Figure 7: Code signing provides a vital protocol routinely used to verify the authenticity and integrity of code prior to update on a target system. (Image source: Microchip Technology)

On the target system, hardware-based signature verification eliminates the risk of compromised verification protocols that was possible with the kind of software-based signature verification used in the past. Instead, a companion security IC such as Microchip’s ATECC608 and TA100 rapidly and securely performs signature verification operations without risk of compromise (Figure 8).

Figure 8: In a target system, hardware-based verification provided by a security IC such as the ATECC608 or TA100 is essential for ensuring verification of code prior to firmware update by the bootloader. (Image source: Microchip Technology)

To accelerate the implementation of secure systems, Microchip provides a combination of software and hardware development tools.

Speed software and hardware development

While the MPLAB X integrated development environment (IDE) provides developers with a full software development environment, the MPLAB XC C compiler provides development support for existing tool chains. To speed development in either environment, the Microchip MPLAB Code Configurator (MCC) lets developers use a graphic interface to automatically generate initializers, build drivers, allocate pins, implement libraries, and otherwise help speed many of the critical low-level setup procedures and processes associated with any embedded software development project.

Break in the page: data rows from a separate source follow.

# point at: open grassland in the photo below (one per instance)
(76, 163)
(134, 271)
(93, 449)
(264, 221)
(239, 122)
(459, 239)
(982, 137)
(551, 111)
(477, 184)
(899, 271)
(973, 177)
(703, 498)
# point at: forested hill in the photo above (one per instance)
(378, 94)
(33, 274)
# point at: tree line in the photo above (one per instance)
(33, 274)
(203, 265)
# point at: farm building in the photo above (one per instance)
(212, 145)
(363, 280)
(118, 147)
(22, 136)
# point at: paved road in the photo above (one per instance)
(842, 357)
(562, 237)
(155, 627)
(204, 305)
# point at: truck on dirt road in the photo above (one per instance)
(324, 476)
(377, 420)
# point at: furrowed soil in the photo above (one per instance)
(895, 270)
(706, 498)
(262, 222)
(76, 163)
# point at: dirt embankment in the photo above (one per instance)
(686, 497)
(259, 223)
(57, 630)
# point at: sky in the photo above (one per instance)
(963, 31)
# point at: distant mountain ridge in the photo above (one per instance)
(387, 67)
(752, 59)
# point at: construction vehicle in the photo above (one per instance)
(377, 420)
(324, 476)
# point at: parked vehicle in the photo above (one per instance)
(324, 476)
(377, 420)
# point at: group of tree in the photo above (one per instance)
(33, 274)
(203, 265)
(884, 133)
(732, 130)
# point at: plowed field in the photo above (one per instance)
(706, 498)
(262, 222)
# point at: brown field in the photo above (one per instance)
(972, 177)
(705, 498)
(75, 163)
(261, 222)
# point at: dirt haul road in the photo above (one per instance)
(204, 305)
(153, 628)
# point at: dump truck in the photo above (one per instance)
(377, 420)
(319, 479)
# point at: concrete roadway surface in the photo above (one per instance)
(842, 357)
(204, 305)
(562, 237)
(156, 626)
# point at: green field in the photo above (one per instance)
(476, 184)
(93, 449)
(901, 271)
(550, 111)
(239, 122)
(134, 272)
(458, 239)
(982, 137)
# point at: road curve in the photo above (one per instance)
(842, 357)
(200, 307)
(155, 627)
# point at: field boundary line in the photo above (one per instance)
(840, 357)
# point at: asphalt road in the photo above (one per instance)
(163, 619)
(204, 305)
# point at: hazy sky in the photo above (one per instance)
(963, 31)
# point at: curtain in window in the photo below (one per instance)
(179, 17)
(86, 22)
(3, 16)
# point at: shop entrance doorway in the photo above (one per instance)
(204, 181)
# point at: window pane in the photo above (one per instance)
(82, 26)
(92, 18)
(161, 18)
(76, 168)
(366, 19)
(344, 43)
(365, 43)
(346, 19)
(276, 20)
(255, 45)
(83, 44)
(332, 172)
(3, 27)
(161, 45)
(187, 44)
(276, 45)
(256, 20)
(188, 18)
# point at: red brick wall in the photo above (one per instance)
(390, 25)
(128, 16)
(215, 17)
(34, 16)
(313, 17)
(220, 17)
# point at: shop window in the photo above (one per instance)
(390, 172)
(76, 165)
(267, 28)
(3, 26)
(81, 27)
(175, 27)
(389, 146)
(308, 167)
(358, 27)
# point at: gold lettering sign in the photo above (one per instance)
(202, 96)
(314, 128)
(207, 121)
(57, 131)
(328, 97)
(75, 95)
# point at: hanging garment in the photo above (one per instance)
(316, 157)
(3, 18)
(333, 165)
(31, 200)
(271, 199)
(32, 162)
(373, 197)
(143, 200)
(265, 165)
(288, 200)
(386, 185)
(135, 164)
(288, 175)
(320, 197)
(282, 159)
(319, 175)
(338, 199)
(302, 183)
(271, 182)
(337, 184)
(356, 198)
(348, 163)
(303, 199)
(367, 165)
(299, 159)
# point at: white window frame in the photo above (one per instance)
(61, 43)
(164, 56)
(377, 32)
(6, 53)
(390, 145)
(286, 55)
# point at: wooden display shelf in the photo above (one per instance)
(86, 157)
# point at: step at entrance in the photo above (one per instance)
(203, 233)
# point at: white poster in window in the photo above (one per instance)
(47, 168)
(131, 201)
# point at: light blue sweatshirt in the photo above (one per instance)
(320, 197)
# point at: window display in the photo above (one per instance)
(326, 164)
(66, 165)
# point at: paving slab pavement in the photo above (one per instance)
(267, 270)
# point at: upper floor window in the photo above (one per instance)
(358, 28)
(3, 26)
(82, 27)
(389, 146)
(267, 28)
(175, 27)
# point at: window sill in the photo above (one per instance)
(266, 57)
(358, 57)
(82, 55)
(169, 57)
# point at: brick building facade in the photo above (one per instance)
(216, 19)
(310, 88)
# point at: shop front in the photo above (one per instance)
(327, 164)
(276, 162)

To speed the implementation of a suitable secure bootloader, Microchip’s Bootloader for dsPIC33 DSCs and PIC24 MCUs provides a graphical interface that helps developers quickly configure and generate the custom bootloaders required for their application. A related bootloader host application further simplifies the transfer of application code to the target device.

For hardware development, Microchip provides several associated development boards for building systems based on dsPIC33C DSCs or PIC24F MCUs. In fact, Microchip’s PIC-IoT Board EV54Y39A and PIC-IoT Board AC164164 (Figure 9) integrate security ICs that are pre-provisioned with security credentials for Amazon Web Services (AWS) and Google Cloud, respectively.

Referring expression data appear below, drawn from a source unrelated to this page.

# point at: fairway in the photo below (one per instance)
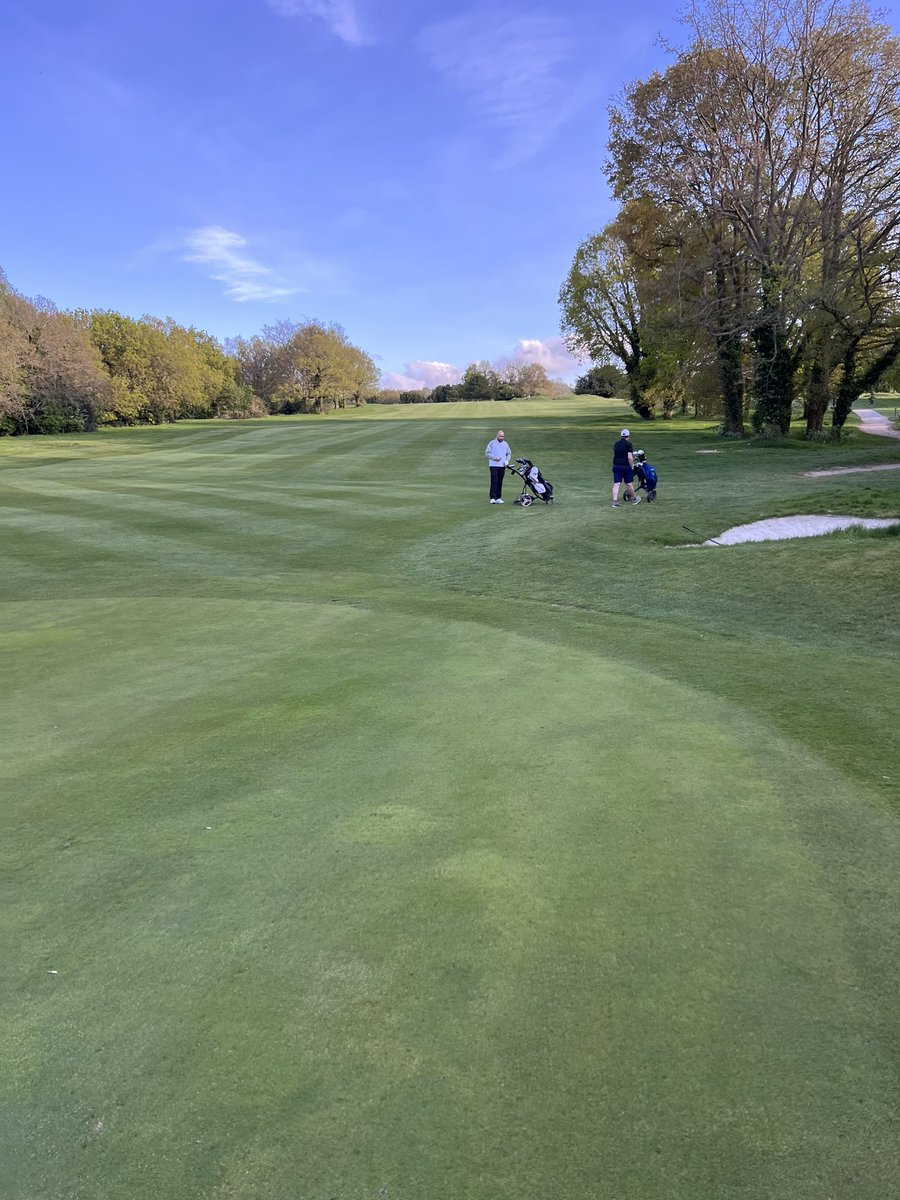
(367, 840)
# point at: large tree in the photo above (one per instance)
(601, 312)
(778, 129)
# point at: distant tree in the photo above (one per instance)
(603, 379)
(445, 394)
(51, 377)
(601, 312)
(479, 382)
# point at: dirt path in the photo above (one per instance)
(869, 423)
(874, 423)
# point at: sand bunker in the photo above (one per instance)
(851, 471)
(781, 528)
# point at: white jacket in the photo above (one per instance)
(498, 453)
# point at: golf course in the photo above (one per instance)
(366, 840)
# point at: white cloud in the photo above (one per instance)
(552, 354)
(510, 66)
(421, 375)
(243, 276)
(340, 16)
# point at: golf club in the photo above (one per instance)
(701, 535)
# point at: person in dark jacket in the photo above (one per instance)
(623, 471)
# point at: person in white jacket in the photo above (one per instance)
(498, 455)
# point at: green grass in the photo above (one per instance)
(367, 840)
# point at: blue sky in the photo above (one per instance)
(418, 172)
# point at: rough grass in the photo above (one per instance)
(365, 839)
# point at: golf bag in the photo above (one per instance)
(534, 485)
(647, 478)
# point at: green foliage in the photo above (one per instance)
(603, 379)
(339, 864)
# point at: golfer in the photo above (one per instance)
(498, 455)
(623, 469)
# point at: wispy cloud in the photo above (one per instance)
(421, 375)
(244, 277)
(341, 17)
(509, 64)
(552, 354)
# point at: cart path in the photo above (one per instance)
(870, 421)
(875, 423)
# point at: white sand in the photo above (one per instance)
(781, 528)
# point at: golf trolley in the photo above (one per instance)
(534, 485)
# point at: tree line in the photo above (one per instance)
(505, 379)
(63, 372)
(755, 257)
(66, 372)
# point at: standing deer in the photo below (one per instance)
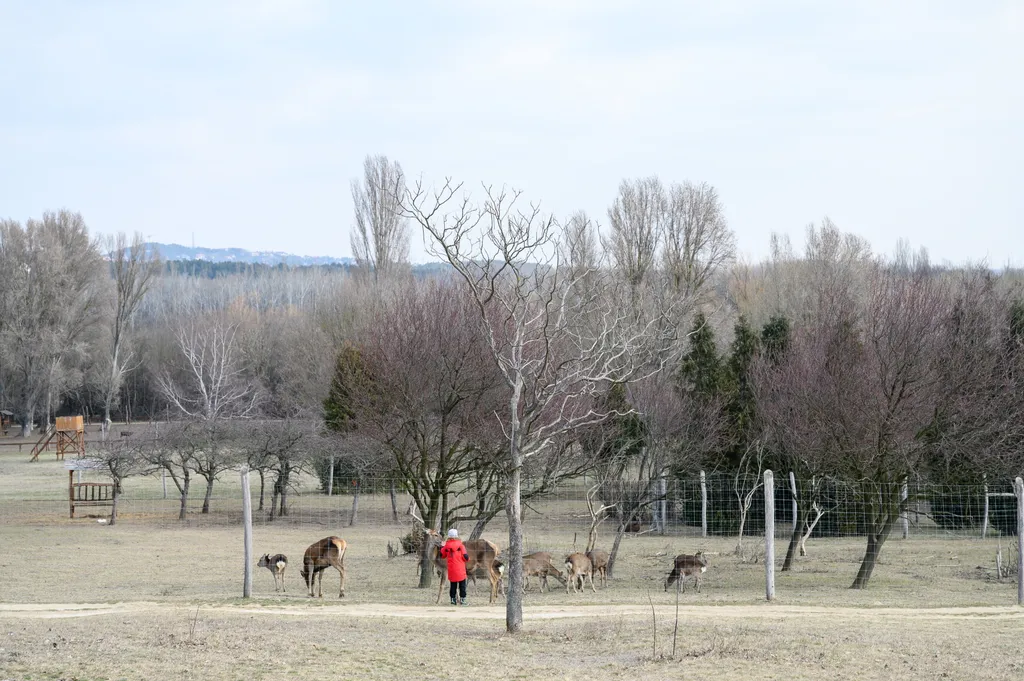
(599, 561)
(539, 564)
(329, 552)
(687, 565)
(482, 555)
(579, 567)
(276, 564)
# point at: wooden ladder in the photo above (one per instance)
(44, 441)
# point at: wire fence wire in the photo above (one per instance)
(712, 506)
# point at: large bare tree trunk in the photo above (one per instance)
(513, 510)
(185, 483)
(791, 553)
(355, 506)
(875, 543)
(114, 505)
(30, 417)
(209, 495)
(610, 569)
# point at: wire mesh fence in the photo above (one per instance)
(693, 506)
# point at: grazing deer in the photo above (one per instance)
(599, 561)
(276, 564)
(329, 552)
(482, 555)
(687, 565)
(539, 564)
(579, 567)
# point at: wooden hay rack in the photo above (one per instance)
(87, 494)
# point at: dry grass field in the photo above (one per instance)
(151, 599)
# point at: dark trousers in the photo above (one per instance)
(461, 586)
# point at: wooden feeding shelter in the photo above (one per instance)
(87, 494)
(70, 433)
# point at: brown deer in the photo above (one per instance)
(276, 564)
(329, 552)
(687, 565)
(539, 564)
(482, 556)
(599, 561)
(579, 567)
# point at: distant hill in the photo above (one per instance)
(241, 255)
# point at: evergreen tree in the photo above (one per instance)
(740, 403)
(701, 372)
(624, 433)
(339, 411)
(775, 337)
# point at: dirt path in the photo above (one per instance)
(772, 611)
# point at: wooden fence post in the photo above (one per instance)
(663, 484)
(984, 515)
(1019, 491)
(793, 488)
(704, 505)
(247, 517)
(904, 520)
(769, 535)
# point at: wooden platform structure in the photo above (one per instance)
(70, 434)
(87, 494)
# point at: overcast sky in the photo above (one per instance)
(245, 122)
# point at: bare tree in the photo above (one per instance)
(133, 270)
(863, 386)
(426, 389)
(380, 239)
(174, 452)
(552, 347)
(281, 447)
(579, 247)
(745, 481)
(211, 388)
(213, 384)
(122, 458)
(637, 219)
(51, 271)
(697, 240)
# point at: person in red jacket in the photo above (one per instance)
(454, 552)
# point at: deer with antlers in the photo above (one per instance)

Figure 9: Boards such as the PIC-IoT Board AC164164 help accelerate embedded security development by integrating security ICs that are pre-provisioned with credentials for AWS or Google Cloud. (Image source: Microchip Technology)

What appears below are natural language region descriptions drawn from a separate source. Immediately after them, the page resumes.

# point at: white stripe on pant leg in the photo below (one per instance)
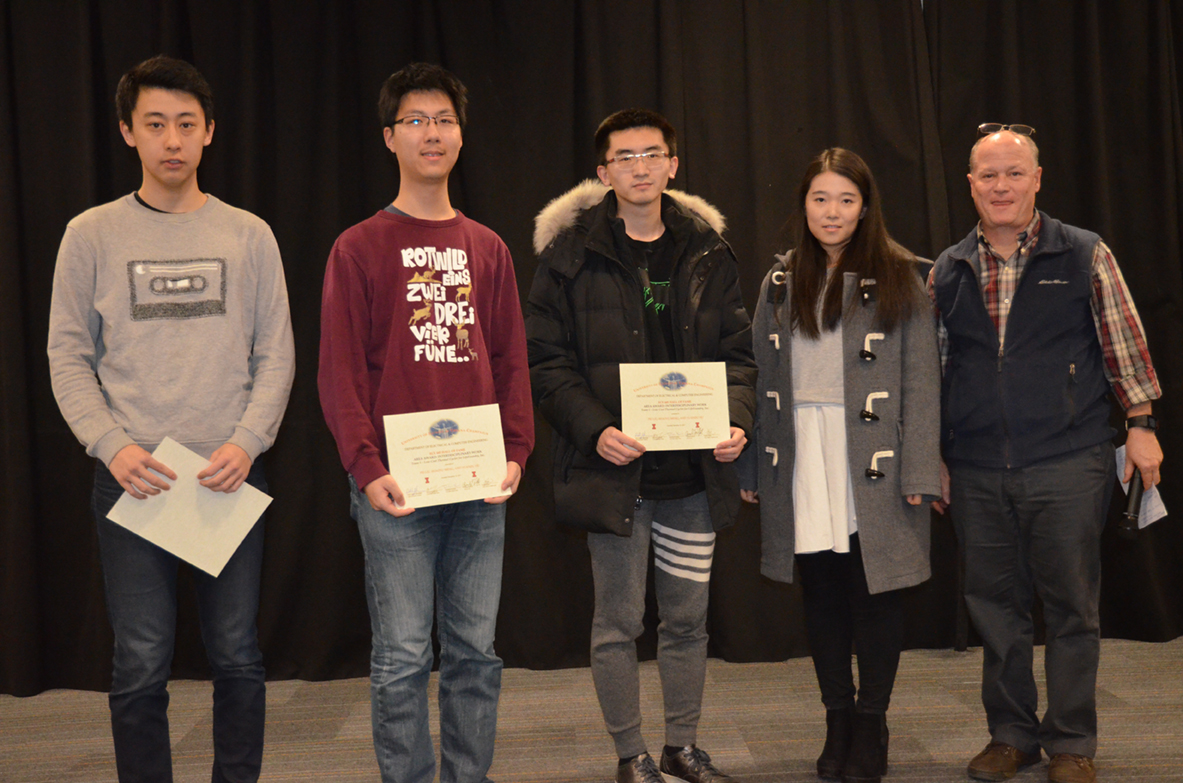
(693, 562)
(685, 549)
(679, 534)
(695, 576)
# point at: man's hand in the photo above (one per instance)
(728, 451)
(512, 476)
(385, 494)
(1142, 451)
(616, 447)
(942, 505)
(133, 468)
(228, 467)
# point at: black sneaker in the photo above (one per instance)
(693, 765)
(641, 769)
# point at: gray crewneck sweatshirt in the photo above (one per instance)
(170, 325)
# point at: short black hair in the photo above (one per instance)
(421, 77)
(166, 73)
(627, 118)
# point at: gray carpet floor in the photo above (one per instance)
(762, 723)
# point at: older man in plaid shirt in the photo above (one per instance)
(1035, 328)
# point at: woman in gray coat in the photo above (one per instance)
(846, 451)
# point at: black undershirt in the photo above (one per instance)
(144, 204)
(665, 476)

For custom designs, Microchip offers a dsPIC33CH Curiosity development board (DM330028-2) based on the dsPIC33CH512MP508 dual-core DSC. Alternatively, developers can attach Microchip’s dsPIC33CH128MP508-based plug-in module (MA330040) to a Microchip Explorer Embedded Evaluation Board (DM240001-2) to speed the development of secure embedded systems.

Conclusion

Embedded system security relies on the availability of hardware-based mechanisms, able to support core cybersecurity principles that include firmware integrity, authentication, encryption, and secure storage. While Microchip’s dsPIC33C DSCs and PIC24F MCUs simplify code protection, its ATECC608 and TA100 security ICs provide the additional security mechanisms required in an effective security platform. Using these devices in combination, developers can meet the need for system-level security in embedded solutions for the IoT, as well as automotive, industrial, consumer, and medical applications.